Harness Engineering: The Discipline That Quietly Won
LangChain jumped 25 ranks on TerminalBench by changing only the harness. The model never changed.
The biggest performance lever in AI agents is not the model. It is the harness.
Agent = Model + Harness
The term crystallized this month. OpenAI shipped its Agents SDK update on April 15 with a model-native harness - sandbox execution, filesystem tools, snapshot and rehydration - built from the same scaffolding that powers Codex. Martin Fowler published a detailed synthesis the same week. An awesome-harness-engineering repo appeared on GitHub. The concept now has a name, a community, and a discipline.
Harness means everything in an agent that is not the model itself.

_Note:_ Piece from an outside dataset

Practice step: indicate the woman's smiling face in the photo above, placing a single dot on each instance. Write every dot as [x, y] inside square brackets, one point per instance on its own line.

The tools it can call, the guardrails that constrain it, the feedback loops that help it self-correct, and the observability layer that lets humans monitor behavior.
The LangChain Proof Point
LangChain's Deep Agents team took GPT-5.2-Codex from outside the top 30 at 52.8% to rank 5 at 66.5% on TerminalBench 2.0. The model did not change. They swapped the harness - self-verification loops, loop detection middleware, better context engineering.
A 14-point jump from infrastructure alone. That result should change how every team allocates engineering effort.
Seven Components
The emerging taxonomy breaks a harness into seven categories:
- Guides - feedforward controls that steer before the agent acts
- Sensors - feedback controls that observe after the agent acts and trigger self-correction
- Rails - hard constraints that prevent catastrophic actions
- Scaffolds - the execution environment, sandbox, filesystem access
- Exemplars - few-shot examples and demonstrations
- Mirrors - self-reflection and evaluation mechanisms
- Throttles - rate limiting, cost controls, token budgets
Fowler frames it as three interlocking systems: context engineering, architectural constraints, and entropy management. Both taxonomies point at the same truth. The model is necessary but not sufficient.

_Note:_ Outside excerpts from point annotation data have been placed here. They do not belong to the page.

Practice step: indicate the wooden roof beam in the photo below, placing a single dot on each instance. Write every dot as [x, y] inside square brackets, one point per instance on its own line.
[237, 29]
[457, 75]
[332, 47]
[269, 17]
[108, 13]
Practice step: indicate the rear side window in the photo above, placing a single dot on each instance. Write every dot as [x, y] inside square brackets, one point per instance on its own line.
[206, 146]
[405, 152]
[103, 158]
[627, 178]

What This Means for Builders
I have been building agent systems where the harness work dwarfs the prompt work for months. But until now there was no shared vocabulary for what we were actually doing.

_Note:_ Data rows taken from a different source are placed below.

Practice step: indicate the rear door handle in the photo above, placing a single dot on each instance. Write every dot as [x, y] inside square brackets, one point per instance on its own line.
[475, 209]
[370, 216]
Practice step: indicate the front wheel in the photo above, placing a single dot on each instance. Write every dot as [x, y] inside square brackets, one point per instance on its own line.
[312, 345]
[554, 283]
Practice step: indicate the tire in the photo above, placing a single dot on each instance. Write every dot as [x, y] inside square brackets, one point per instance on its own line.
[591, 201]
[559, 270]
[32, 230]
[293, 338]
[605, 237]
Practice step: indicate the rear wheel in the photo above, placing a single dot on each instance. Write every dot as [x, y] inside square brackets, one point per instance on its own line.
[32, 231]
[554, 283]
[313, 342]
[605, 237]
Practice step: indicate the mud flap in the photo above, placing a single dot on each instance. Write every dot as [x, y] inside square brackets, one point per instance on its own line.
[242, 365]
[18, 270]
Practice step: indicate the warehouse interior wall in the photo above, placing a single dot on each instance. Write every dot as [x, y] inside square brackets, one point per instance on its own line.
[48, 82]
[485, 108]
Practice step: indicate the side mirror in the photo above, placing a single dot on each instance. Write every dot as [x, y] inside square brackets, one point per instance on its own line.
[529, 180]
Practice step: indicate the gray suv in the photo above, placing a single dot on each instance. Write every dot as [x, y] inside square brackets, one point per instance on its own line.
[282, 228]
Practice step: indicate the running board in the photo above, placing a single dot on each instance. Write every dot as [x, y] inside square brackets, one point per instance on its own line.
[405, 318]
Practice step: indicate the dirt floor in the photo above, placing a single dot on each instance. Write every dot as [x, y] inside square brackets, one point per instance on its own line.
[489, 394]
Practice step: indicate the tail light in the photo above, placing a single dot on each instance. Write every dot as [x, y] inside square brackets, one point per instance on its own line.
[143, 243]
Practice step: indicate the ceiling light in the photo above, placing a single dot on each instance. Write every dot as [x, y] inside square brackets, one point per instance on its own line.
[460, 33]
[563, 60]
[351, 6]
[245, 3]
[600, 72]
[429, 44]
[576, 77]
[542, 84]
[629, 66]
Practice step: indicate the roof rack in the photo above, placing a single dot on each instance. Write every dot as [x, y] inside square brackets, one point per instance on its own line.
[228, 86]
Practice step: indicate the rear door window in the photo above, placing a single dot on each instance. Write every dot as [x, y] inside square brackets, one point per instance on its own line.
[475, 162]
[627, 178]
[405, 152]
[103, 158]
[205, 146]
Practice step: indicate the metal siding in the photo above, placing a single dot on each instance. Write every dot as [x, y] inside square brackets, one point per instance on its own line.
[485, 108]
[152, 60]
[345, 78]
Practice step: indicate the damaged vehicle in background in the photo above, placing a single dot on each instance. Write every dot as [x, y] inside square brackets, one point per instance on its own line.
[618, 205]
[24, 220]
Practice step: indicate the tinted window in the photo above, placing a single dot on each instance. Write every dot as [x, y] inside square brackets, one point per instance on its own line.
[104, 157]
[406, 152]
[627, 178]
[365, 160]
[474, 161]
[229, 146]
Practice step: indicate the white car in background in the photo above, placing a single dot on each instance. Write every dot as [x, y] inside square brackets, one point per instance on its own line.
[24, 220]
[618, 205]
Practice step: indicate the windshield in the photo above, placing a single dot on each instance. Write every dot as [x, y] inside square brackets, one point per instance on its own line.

Fowler identifies three human postures - humans outside, in, or on the loop. His argument: maintaining the harness rather than reviewing individual outputs is the only approach that scales with agent throughput. I agree. The CLAUDE.md files, AGENTS.md conventions, and skill configurations I work with daily are all harness engineering. We just did not have the name.
Prompt engineering got us started. Harness engineering is what gets us to production.